After months of delay, the first Horizon Europe calls were published earlier this month. But with no primer to the legal details of the grant agreement governing potential future projects, researchers are put in a precarious position.
“A good practice would be to have everything the beneficiaries need ready at the start of the programme,” Thomas Estermann, director for governance, funding and public policy development at the European University Association, told Science|Business. “Many of the challenges that the beneficiaries have is understanding the rules, the complexity of it. There should have been more importance dedicated to have it ready for the beginning of the programme.”

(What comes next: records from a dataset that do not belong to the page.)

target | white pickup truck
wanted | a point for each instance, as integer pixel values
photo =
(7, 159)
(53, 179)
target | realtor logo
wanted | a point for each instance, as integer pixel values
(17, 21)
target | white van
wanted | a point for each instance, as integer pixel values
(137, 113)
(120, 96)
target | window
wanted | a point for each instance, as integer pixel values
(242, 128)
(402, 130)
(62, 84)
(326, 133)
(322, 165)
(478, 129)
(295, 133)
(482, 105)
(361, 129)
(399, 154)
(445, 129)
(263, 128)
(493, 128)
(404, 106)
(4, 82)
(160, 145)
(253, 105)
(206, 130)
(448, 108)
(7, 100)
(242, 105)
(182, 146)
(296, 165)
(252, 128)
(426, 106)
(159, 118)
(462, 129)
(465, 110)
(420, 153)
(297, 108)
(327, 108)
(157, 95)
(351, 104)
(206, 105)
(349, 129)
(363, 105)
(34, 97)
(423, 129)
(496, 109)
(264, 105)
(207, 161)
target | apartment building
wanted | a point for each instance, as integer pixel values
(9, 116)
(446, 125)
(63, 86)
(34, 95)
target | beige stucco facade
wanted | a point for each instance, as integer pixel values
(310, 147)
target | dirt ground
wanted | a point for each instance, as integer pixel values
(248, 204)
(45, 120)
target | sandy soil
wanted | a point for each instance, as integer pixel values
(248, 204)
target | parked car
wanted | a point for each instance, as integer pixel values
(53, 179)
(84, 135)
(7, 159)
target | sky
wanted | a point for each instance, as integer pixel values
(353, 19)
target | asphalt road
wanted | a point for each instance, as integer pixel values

This is not the first time the release of the annotated grant agreement has been delayed. Seven years ago when the previous research programme Horizon 2020, was starting, the Commission struggled to get the document out in time.
This time around, the Commission decided to use the same model grant agreement for all the programmes, to simplify its work. The objective “was to ensure uniformity, also to ensure we have a consistent interpretation of common rules, and also with the aim to create synergies across different EU programmes,” said Julien Dulot, an official at the legal unit of the Commission’s directorate for research.
While ensuring uniformity might be a good idea, agreeing on the details between the different Commission services has proved difficult.
What’s changing?
The new model grant agreement for Horizon Europe mainly follows the pattern of Horizon 2020. There are a few changes in terminology, and Horizon Europe specific parts are now all detailed in an annex.
The biggest change is the way personnel costs will be calculated. A variety of different ways to calculate employee costs will be replaced with one daily rate formula. The daily rate will be calculated by dividing the annual costs for each person by a fixed number of days, 215.
Estermann says the European University Association argued for more than one way to calculate personnel costs, but he refrained from judging the new model before it is tested.
For years now there have been demands to simplify the rules. The Commission’s latest attempt looks promising, but until it comes into practice, it is difficult to say whether the new model grant agreement will be simpler than its predecessors, said Estermann.